Is this correct way to find value of endowment assurance payable immediately on death with x=50, n=2, i=.04 ? Will this approach get credit in exam?
The method above is the one I was taught by my Prof to solve this kind of question in general. However, your method that involves bringing in the annuity function should be acceptable and in fact is required in the Joint Life calculations because there is no table for joint life assurances under any basis.
@NewStudent - question 8 at the end of chapter 18 asks for the exact value of the assurance, if you've got a constant force of mortality between ages. Step 3 in your workings uses an approximation to convert the annuity-due to a continuously payable annuity, so you've got an approximate rather than an exact value here. This means that your approach is not likely to get credit in the exam if you've specifically been asked for an exact value. @Calm - your first approach (in black) doesn't quite work. This is because the survival benefit under this endowment assurance will always be paid at time 2. Applying the \( (1+i)^{\frac{1}{2}} \) to the whole \( \require{enclose} A_{50:{\enclose{actuarial}{2}}} \) means that you're bringing both the death and survival benefits forward by half a year.

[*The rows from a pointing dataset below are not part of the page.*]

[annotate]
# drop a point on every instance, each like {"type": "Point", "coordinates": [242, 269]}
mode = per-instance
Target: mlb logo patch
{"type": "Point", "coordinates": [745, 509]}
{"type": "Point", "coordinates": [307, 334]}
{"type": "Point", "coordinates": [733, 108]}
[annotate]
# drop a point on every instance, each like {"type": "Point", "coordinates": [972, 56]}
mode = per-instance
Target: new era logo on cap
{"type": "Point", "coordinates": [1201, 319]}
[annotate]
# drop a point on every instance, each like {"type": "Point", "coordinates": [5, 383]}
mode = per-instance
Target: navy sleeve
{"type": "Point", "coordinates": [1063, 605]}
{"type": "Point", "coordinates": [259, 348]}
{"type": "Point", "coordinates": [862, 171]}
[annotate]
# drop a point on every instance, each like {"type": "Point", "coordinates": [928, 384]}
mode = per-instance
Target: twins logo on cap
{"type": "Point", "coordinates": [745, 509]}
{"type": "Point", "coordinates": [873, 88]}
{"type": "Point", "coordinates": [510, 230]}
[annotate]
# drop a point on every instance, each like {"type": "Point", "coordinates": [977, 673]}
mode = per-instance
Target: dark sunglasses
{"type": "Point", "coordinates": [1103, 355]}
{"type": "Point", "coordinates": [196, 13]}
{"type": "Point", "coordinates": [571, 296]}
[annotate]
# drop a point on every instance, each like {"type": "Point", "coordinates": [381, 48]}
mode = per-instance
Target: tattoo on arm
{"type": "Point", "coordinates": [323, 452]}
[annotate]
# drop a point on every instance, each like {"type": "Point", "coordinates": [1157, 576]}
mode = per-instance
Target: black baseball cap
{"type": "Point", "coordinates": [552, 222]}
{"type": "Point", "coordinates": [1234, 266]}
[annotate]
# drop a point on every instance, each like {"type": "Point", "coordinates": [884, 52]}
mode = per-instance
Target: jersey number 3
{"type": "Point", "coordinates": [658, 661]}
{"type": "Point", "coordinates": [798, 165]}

The correct approximation for an endowment assurance is \( (1+i)^{\frac{1}{2}} \require{enclose} A^1_{50:{\enclose{actuarial}{2}}} + \frac{D_{52}}{D_{50}} \) , i.e. you need to split the death and survival benefits up because the timing of survival benefits is always the same.
Thanks for pointing that out, didn't realise doing the steps in that order was effectively making the pure endowment component "continuously payable" which isn't true.